"Why Carbon Credits For Forest Preservation May Be Worse Than Nothing"
"RIO BRANCO, Brazil — The state of Acre, on the western edge of Brazil, is so remote, there’s a national joke that it doesn’t exist. But for geochemist Foster Brown, it’s the center of the universe, a place that could help save the world.
“This is an example of hope,” he said, as we stood behind his office at the Federal University of Acre, a tropical campus carved into the Amazon rainforest. Brown placed his hand on a spindly trunk, ordering me to follow his lead. “There is a flow of water going up that stem, and there is a flow of sap coming down, and when it comes down it has carbon compounds,” he said. “Do you feel that?”
I couldn’t feel a thing. But that invisible process holds the key to a massive flow of cash into Brazil and an equally pivotal opportunity for countries trying to head off climate change without throwing their economies into turmoil. If the carbon in these trees could be quantified, then Acre could sell credits to polluters emitting clouds of CO₂. Whatever they release theoretically would be offset, or canceled out, by the rainforest.

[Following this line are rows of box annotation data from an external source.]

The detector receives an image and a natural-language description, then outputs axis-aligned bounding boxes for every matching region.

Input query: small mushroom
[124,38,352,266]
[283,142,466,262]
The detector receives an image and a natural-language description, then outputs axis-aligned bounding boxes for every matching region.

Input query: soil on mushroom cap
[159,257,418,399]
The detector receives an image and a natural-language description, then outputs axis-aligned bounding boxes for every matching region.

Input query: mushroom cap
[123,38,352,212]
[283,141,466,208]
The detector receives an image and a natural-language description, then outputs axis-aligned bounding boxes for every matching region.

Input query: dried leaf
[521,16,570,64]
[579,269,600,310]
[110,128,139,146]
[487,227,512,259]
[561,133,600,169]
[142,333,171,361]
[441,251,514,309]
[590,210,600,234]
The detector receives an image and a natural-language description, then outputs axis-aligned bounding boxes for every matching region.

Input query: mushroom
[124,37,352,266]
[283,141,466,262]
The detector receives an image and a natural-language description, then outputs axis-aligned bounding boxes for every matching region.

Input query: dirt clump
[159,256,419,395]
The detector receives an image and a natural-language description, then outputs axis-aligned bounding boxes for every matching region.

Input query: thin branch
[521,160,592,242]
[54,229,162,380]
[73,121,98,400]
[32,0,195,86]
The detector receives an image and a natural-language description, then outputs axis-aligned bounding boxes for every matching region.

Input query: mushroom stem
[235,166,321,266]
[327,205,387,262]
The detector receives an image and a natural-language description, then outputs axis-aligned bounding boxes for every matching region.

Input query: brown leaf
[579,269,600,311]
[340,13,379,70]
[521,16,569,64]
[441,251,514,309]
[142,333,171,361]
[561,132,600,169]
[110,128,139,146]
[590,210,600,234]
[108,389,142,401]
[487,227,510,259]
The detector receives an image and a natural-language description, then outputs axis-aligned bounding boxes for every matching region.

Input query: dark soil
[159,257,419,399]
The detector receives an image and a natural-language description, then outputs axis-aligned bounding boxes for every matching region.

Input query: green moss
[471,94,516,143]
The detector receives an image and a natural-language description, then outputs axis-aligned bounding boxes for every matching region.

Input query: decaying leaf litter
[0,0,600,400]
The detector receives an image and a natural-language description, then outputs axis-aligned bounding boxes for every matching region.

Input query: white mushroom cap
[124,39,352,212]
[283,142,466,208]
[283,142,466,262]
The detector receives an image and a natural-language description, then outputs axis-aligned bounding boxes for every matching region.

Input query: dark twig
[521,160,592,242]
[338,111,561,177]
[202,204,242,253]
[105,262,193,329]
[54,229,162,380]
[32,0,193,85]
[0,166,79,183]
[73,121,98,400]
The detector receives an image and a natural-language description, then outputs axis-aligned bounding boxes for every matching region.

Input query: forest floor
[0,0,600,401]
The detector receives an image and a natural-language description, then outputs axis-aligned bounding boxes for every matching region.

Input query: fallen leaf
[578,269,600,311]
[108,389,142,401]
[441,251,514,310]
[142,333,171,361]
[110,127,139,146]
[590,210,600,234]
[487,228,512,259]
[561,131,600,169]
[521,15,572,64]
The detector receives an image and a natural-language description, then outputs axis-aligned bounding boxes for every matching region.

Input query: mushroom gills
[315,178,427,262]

... In case after case, I found that carbon credits hadn’t offset the amount of pollution they were supposed to, or they had brought gains that were quickly reversed or that couldn’t be accurately measured to begin with. Ultimately, the polluters got a guilt-free pass to keep emitting CO₂, but the forest preservation that was supposed to balance the ledger either never came or didn’t last."